Prop. 8 proponents respond that, “until this decade marriage has always been limited to opposite-sex unions[.]” Thus, at least for same-sex couples, marriage was never a right, let alone a fundamental one. Waiving a weenie on a toothpick, exclaim, “What – like same-sex marriages haven’t gone on since ancient Greece and Rome, in parts of China, the Middle East, hell, throughout ancient European history?”
To invoke strict scrutiny for their equal protection claim, the plaintiffs point out that distinctions based upon same-sex attraction are impermissible because gays and lesbians are a suspect class. Explain that, in this context, “gays and lesbians are ‘suspect’ because they’ve always suffered discrimination and violence. Not only that, but homosexuality isn’t a voluntary choice, and gays and lesbians add every bit as much to society as straights.”
The proponents respond that being gay or lesbian is not hardwired, and they have plenty of political power (never mind that, as the recent mayoral election in Houston demonstrates, the election of a gay or lesbian candidate still makes national headlines for that reason alone). They argue that the plaintiffs “vastly overstate the significance of prior discrimination against gays and lesbians.” This is when the woman on the sofa who’s actually watching the game chimes in, “Two words: Matthew freakin’ Shepard.”
“Yeah,” you respond, “and gay kids commit suicide way more than straight kids because it’s FUN getting mocked, bullied and beat up.”
Here’s where you note that even if the plaintiffs’ claims are subjected to something less than strict scrutiny, the Prop. 8 proponents still should lose. “Absolutely nothing justifies the ban. Only an idiot believes we’re better off because of it, or worse off if it’s lifted.” Depending upon the quality and quantity of liquor consumed, someone may self-identify by asserting some version of, “It’ll destroy the institution of marriage,” or, “they can’t even procreate, that’s what marriage is all about.”

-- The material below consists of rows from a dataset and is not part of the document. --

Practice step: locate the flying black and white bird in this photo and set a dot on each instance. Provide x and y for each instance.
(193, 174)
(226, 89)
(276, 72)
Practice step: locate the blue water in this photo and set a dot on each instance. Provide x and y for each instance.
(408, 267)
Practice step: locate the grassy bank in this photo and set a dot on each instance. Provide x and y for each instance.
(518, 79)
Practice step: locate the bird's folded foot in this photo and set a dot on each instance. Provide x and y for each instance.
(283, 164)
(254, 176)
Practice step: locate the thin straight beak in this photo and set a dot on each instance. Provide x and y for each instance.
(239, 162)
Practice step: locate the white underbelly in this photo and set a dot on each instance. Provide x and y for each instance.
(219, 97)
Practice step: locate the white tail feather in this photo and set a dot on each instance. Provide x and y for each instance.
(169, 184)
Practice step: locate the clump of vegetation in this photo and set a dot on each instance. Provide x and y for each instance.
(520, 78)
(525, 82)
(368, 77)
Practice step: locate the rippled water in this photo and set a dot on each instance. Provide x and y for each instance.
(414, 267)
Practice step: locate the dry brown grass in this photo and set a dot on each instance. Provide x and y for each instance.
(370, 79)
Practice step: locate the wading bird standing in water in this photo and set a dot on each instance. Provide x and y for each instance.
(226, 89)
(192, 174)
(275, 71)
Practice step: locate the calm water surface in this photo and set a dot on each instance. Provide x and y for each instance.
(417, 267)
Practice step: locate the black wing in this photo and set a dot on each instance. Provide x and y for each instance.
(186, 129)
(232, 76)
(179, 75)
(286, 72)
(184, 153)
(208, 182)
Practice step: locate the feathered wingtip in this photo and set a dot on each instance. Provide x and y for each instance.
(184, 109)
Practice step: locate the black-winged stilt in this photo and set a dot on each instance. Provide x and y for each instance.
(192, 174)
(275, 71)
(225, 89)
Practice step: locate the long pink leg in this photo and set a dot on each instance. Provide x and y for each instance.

You’ll respond with some version of, “So the institution of marriage is strengthened by the completely unrestricted marital rights of rapists, adulterers, wife beaters, and convicted child molesters?” or, “Haven’t seen any bans on octogenarians or women with hysterectomies – you?” Now’s when the woman watching the game adds, “Ah for #^&*$’s sake, just how does someone else getting married affect your marriage? Explain that one, chump – after this third-and-goal.”
It’s your choice whether to point out that, no matter how well reasoned and factually based may be a decision striking down the ban, it has as good a chance of surviving the unabashedly agenda-driven, transparently activist, ultraconservative five-justice majority on the U.S. Supreme Court as, say, a bowl of salty cashews at a Super Bowl party.
Judge Vaughn Walker, who heard the case without a jury, will hear the attorneys’ final arguments this spring. His decision will issue some weeks or months after that.